Hey everyone, I'm Eyal, a LibreOffice project volunteer who does a lot of QA regarding Right-to-Left and Complex-Text-Layout scripts (= written languages). I want to thank thunderbong3 for posting a link to that post - and heartily thank Jonathan Clark, the new RTL-CTL-CJK-focused developer at The Document Foundation, who implemented the performance improvement for Tibetan.
Most bugs we encounter and report in LibreOffice are more general, and aren't script specific (e.g. code which forgets that the content may be right-to-left resulting in wrong behavior in those cases); and a lot of the script-specific bugs are about the most popular script, which is Arabic (that is also used for Farsi, Urdu, Javanese etc.)

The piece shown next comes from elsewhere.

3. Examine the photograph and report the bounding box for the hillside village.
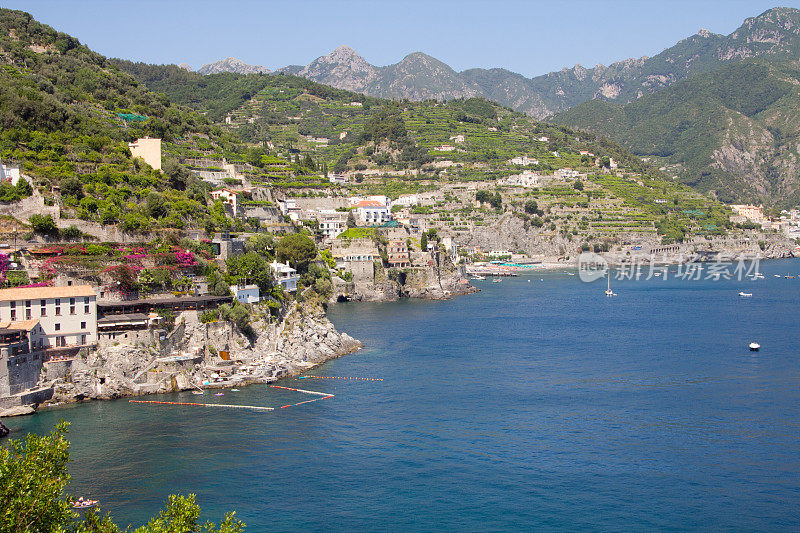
[1,7,800,414]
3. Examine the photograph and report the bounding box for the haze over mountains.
[199,7,800,119]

But we do have some issues regarding less-commonly-used scripts,
like Tibetan or Mongolian. Here:
https://bugs.documentfoundation.org/show_bug.cgi?id=115607
is the meta-bug which tracks issues with: Mongolian, Tibetan, Uyghur, Zhuang,Kazak, Xibo, Dai, Yi, Miao, Jingpo, Lisu, Lahu, Wa, etc.
We don't know if there are really very few issues specific to those languages (which is quite possible), or whether it's just that they're not used so much and the users aren't motivated enough to file bugs.

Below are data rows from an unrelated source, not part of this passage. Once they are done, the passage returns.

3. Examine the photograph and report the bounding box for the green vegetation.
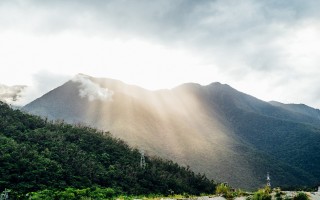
[244,187,312,200]
[216,183,233,199]
[250,187,272,200]
[0,101,215,198]
[215,183,248,199]
[27,187,117,200]
[274,187,284,200]
[26,188,197,200]
[293,192,310,200]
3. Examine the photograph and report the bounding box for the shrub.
[252,188,271,200]
[27,187,118,200]
[293,192,309,200]
[274,187,284,200]
[216,183,233,199]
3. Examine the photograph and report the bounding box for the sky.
[1,0,320,108]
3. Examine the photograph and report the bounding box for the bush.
[216,183,233,199]
[28,189,55,200]
[90,187,116,199]
[252,188,271,200]
[274,187,284,200]
[293,192,309,200]
[28,187,118,200]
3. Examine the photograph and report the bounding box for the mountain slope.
[0,101,215,196]
[23,74,320,189]
[270,101,320,121]
[198,83,320,183]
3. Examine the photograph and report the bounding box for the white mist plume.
[72,74,114,101]
[0,84,27,104]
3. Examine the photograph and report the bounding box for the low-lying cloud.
[72,74,114,101]
[0,84,27,104]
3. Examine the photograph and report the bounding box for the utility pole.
[0,189,10,200]
[267,172,271,188]
[140,149,146,169]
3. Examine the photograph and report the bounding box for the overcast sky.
[1,0,320,108]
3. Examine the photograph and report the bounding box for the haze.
[1,0,320,108]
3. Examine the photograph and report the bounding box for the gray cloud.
[0,2,309,41]
[1,0,320,107]
[2,1,318,65]
[2,1,316,37]
[0,84,26,104]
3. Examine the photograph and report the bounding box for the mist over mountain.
[23,74,320,189]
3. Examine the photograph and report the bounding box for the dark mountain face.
[23,74,320,189]
[270,101,320,121]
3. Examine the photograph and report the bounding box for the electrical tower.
[266,172,271,187]
[0,189,9,200]
[140,149,146,169]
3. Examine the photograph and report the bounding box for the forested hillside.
[0,101,215,197]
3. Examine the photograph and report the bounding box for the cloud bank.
[72,74,113,101]
[1,0,320,107]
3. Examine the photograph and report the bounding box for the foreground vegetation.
[0,101,215,199]
[1,186,312,200]
[214,183,312,200]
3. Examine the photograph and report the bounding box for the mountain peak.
[208,82,233,89]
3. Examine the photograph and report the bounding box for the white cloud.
[72,74,114,101]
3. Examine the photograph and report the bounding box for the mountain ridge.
[23,74,320,189]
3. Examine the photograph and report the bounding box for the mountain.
[269,101,320,121]
[0,101,215,196]
[23,74,320,189]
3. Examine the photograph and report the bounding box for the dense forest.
[0,101,215,198]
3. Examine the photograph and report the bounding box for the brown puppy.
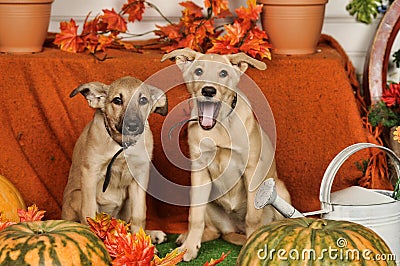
[62,76,167,243]
[162,49,291,261]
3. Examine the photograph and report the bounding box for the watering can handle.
[319,143,400,213]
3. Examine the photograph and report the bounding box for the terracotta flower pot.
[0,0,54,53]
[258,0,328,55]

Still, as Jonathan's recent fix demonstrates, there is certainly the interest to address them when developer-time-resources become available.

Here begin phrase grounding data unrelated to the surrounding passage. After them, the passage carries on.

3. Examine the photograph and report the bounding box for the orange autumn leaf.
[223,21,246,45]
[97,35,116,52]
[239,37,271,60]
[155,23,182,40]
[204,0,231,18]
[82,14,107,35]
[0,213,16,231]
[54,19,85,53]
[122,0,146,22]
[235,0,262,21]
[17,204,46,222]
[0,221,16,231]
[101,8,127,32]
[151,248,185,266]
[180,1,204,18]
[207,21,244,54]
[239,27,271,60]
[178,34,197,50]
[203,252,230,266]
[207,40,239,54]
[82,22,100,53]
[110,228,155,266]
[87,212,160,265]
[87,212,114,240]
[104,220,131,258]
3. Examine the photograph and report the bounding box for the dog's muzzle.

I would like to encourage everyone who cares about these scripts, and "document editing fairness" across countries and cultures, to consider:
1. Try using LibreOffice with such languages which you know at least a little bit of - and if you find any bugs, file them at our BugZilla: https://bugs.documentfoundation.org/
2. Consider supproting The Document Foundation, which manages the LibreOffice project, financially:
https://www.libreoffice.org/donate/
We are one of the larger FOSS projects in the world, with tens of Millions of regular users (if not > 100 Million) and a board of trustees with members from dozens of countries; but - we don't have large corporations investing money nor time in the project. While a few commercial companies do contribute to LibreOffice (like Collabora and Allotropia) - many fundamental issues are not close enough to their customers' needs - which is why it was decided to hire Jonathan directly to give RTL-CTL-CJK support a boost. Individual user donations are what enables this work.